Enviada em 21/08/2018

Na Grécia Antiga se valorizava a forma atlética dos corpos, a prova disso foi a criação dos jogos olímpicos, nos quais os atletas usavam sua beleza para homenagear, por meio de campeonatos, os deuses gregos. Contudo, no contexto social vigente, o excesso ao culto a aparência é algo alarmante, visto as adversidades ocasionadas por essa problemática. Desse modo, dois aspectos fazem-se relevantes: a influências dos meios de comunicação na construção desse pensamento, e os fatores de ordem educacional, bem como cultural, que efetivam esse raciocínio.

Indubitavelmente, com o advento da Revolução Industrial, a sociedade desde pequena é bombardeada por propagandas de fast-foods e alimentos nada saudáveis, logo, isso motiva no ganho excessivo de gordura corporal. Ademais, quando adolescentes, propaga-se a ideia de corpo belo, no qual surge o estereótipo de que para ser aceito no meio social deve-se alcançar tal forma física. Por conseguinte, ocasionando em transtornos psicológicos e alimentares nos indivíduos. Dados do banco de pesquisas do Ministério da Saúde apontam que 77% das jovens têm propensão a distúrbios alimentares.

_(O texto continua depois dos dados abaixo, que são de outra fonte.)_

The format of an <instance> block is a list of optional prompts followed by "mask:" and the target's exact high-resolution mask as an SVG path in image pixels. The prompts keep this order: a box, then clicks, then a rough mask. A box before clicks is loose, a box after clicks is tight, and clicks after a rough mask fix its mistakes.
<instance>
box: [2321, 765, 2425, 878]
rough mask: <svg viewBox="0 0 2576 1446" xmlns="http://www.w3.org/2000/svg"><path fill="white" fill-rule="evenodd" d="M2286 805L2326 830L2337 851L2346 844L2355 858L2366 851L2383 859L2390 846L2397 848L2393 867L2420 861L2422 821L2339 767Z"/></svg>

Outrossim, tem-se a busca pelo corpo perfeito consolidada nos valores culturais brasileiros. Reconhecido mundialmente por sua beleza feminina, o Brasil é palco de constantes cobranças para o alcance dos padrões estabelecidos, como foi observado em pesquisa realizada pela marca de cosméticos Dove, que apontou o país como acima da média global na porcentagem de mulheres, que se sentem pressionadas a atingir o corpo ideal.

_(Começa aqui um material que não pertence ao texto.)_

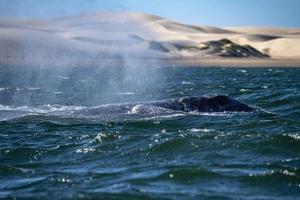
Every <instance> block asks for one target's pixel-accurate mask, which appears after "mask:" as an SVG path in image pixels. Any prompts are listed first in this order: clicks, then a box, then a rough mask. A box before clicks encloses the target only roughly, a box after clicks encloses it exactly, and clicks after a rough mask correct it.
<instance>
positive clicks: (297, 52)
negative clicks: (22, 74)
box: [0, 12, 300, 67]
mask: <svg viewBox="0 0 300 200" xmlns="http://www.w3.org/2000/svg"><path fill="white" fill-rule="evenodd" d="M0 65H16V66H114V65H116V66H122V65H145V66H156V65H157V66H182V67H186V66H193V67H300V28H299V29H297V28H294V29H291V28H282V27H278V28H270V27H228V28H218V27H211V26H197V25H188V24H182V23H178V22H175V21H172V20H169V19H165V18H162V17H159V16H154V15H150V14H144V13H132V12H117V13H112V12H99V13H92V14H85V15H84V14H83V15H77V16H66V17H62V18H58V19H53V20H35V19H31V20H24V19H14V18H0Z"/></svg>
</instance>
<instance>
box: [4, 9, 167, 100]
mask: <svg viewBox="0 0 300 200" xmlns="http://www.w3.org/2000/svg"><path fill="white" fill-rule="evenodd" d="M98 15H99V16H98ZM98 15H97V14H91V15H79V16H74V17H71V18H68V17H67V18H60V19H55V20H50V21H49V22H47V23H48V26H51V27H52V28H53V27H54V28H53V29H61V30H62V31H63V32H57V33H56V34H60V35H64V34H65V35H70V37H71V40H70V41H76V42H77V43H76V45H78V44H80V45H83V47H84V45H85V44H90V43H91V42H92V43H95V45H94V48H96V49H97V48H98V47H99V48H100V49H101V51H100V52H98V51H93V49H91V51H92V52H91V54H90V55H87V54H86V53H82V54H81V53H80V51H79V52H77V51H76V52H73V50H72V46H70V48H71V49H69V48H66V47H64V46H62V48H57V49H53V48H51V46H50V47H49V48H46V47H42V49H41V47H38V46H35V44H34V43H30V42H27V41H26V38H25V40H24V42H22V43H20V44H18V45H20V47H21V50H20V51H17V52H14V54H15V55H14V56H15V57H17V58H18V57H25V60H24V62H26V60H30V62H29V63H30V64H29V65H28V64H25V66H1V70H2V73H1V75H2V77H3V79H2V82H3V85H4V88H5V89H7V91H6V92H8V93H9V94H8V95H7V96H5V98H4V99H3V100H2V102H1V103H3V104H4V105H17V106H22V105H26V106H30V105H32V106H34V105H44V104H59V105H90V106H91V105H99V104H103V103H119V102H126V101H139V100H143V99H147V97H150V96H151V95H153V96H154V97H155V96H158V95H157V94H155V93H156V92H154V91H155V90H156V88H157V89H159V87H160V83H161V82H162V81H163V80H164V74H162V71H161V70H158V69H159V67H160V63H159V61H158V59H156V57H157V54H156V53H155V52H154V51H153V52H152V51H145V50H144V49H143V48H141V46H143V45H146V44H144V43H143V41H140V40H137V39H134V37H135V36H137V35H138V36H143V37H145V38H147V37H152V36H150V35H151V34H153V33H150V32H148V30H147V28H146V27H145V26H143V25H142V24H141V23H140V22H139V21H138V20H135V19H133V18H132V17H128V16H127V14H124V13H121V14H120V13H100V14H98ZM112 18H113V19H112ZM111 19H112V21H110V20H111ZM73 20H75V21H73ZM94 21H95V22H94ZM94 23H95V25H93V24H94ZM91 26H92V27H91ZM61 27H63V28H61ZM65 27H68V28H67V29H65ZM69 30H70V31H71V32H68V31H69ZM91 30H92V31H91ZM84 31H87V32H91V33H90V34H96V39H92V36H91V37H90V38H89V37H88V35H87V36H86V37H82V36H80V34H81V32H84ZM93 31H95V32H93ZM85 35H86V33H85ZM37 39H38V40H41V39H45V38H37ZM46 39H47V38H46ZM49 43H51V41H49ZM103 51H104V53H101V52H103ZM144 58H147V61H146V63H143V59H144ZM86 59H88V60H89V61H88V62H87V64H86V65H84V64H82V63H84V62H83V61H84V60H86ZM90 60H94V62H93V64H91V62H90ZM79 63H80V64H79ZM4 77H9V79H7V78H4ZM4 80H5V81H4ZM149 91H151V92H150V93H149ZM61 97H64V100H63V101H61ZM65 97H68V98H67V99H68V100H66V98H65Z"/></svg>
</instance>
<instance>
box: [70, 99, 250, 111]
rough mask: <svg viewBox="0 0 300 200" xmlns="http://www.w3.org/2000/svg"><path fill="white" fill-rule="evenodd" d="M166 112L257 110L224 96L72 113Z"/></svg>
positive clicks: (112, 104)
mask: <svg viewBox="0 0 300 200" xmlns="http://www.w3.org/2000/svg"><path fill="white" fill-rule="evenodd" d="M162 109H163V110H164V111H177V112H186V113H187V112H193V111H198V112H226V111H232V112H252V111H254V110H255V109H254V108H253V107H250V106H248V105H246V104H244V103H241V102H239V101H238V100H236V99H234V98H231V97H228V96H224V95H218V96H212V97H203V96H193V97H183V98H175V99H168V100H162V101H150V102H136V103H122V104H109V105H101V106H96V107H91V108H86V109H83V110H79V111H74V112H72V115H84V116H105V115H110V114H147V113H152V114H155V113H156V114H159V113H160V112H161V111H162Z"/></svg>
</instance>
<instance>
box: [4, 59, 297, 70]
mask: <svg viewBox="0 0 300 200" xmlns="http://www.w3.org/2000/svg"><path fill="white" fill-rule="evenodd" d="M62 63H64V64H62ZM128 64H129V63H127V62H124V61H122V60H118V59H106V60H88V59H87V60H81V62H77V61H76V62H72V61H71V60H62V61H59V60H48V61H47V60H44V61H43V62H42V63H36V62H33V61H32V60H17V59H15V60H1V59H0V66H17V67H85V66H91V67H118V66H121V67H122V66H125V65H128ZM130 65H134V66H145V67H249V68H250V67H254V68H255V67H300V60H284V59H249V58H248V59H240V58H236V59H232V58H224V59H217V58H216V59H203V58H190V59H187V58H184V59H182V58H181V59H180V58H176V59H135V60H134V61H131V63H130Z"/></svg>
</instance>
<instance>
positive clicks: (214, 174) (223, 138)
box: [0, 67, 300, 199]
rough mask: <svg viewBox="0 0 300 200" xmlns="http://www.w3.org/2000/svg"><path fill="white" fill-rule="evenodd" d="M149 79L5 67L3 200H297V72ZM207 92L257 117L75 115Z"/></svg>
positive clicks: (154, 109)
mask: <svg viewBox="0 0 300 200" xmlns="http://www.w3.org/2000/svg"><path fill="white" fill-rule="evenodd" d="M143 73H146V72H143ZM147 73H149V74H148V75H149V77H150V78H149V79H145V80H143V81H141V80H139V82H138V83H136V84H135V80H134V79H133V80H131V79H127V78H126V79H122V71H120V69H117V68H116V69H109V70H108V69H94V68H89V69H84V70H83V69H82V68H81V69H78V68H77V69H75V68H74V69H67V70H66V69H64V70H61V69H51V68H48V69H44V68H41V69H27V68H21V69H20V68H18V67H15V68H11V67H10V68H8V67H1V68H0V120H1V121H0V198H8V197H16V198H18V197H21V198H40V199H47V198H49V199H66V198H72V199H73V198H86V199H89V198H99V199H201V198H206V199H297V198H299V196H300V81H299V77H300V69H296V68H295V69H292V68H290V69H284V68H272V69H269V68H260V69H243V68H230V69H228V68H170V67H165V68H156V69H155V70H150V71H149V72H147ZM145 77H146V76H145ZM214 94H226V95H229V96H231V97H234V98H237V99H239V100H240V101H242V102H244V103H247V104H249V105H252V106H255V107H257V108H260V110H259V111H257V112H253V113H187V114H184V113H178V112H172V111H165V110H163V111H162V110H155V109H154V110H153V109H152V110H151V109H150V111H149V112H147V113H142V114H140V113H136V112H135V110H132V112H127V113H120V112H118V111H116V112H115V114H114V113H113V114H109V115H108V114H105V113H103V114H99V115H96V116H84V115H82V116H78V115H72V113H73V112H74V111H80V110H81V109H86V108H91V107H95V106H96V107H97V106H101V105H102V106H103V105H104V106H109V105H113V106H114V107H115V108H118V103H124V102H133V101H137V102H144V101H154V100H161V99H169V98H175V97H181V96H191V95H214Z"/></svg>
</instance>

Fica claro, dessa forma, a influência de fatores educacionais e culturais na problemática supracitada. Nesse viés, cabe às escolas, em consonância com ONG’s da área, orientar a população acerca da relevância da aceitação social. A ideia é, a partir de palestras e debates nas salas de aulas, além de campanhas na internet e nas ruas, por meio de cartazes e outdoors, desconstruir os padrões criados, e promover a diversidade de beleza. Paralelamente, a mídia, enquanto formadora de novos pensamentos e opiniões, deve desenvolver projetos de propagação de heterogeneidade estética existente no país. Essa medida deve contar com propagandas educativas nos veículos de comunicação, e telenovelas que abordem o tema a fim de superar os ideais de beleza e garantir a harmonia da sociedade brasileira.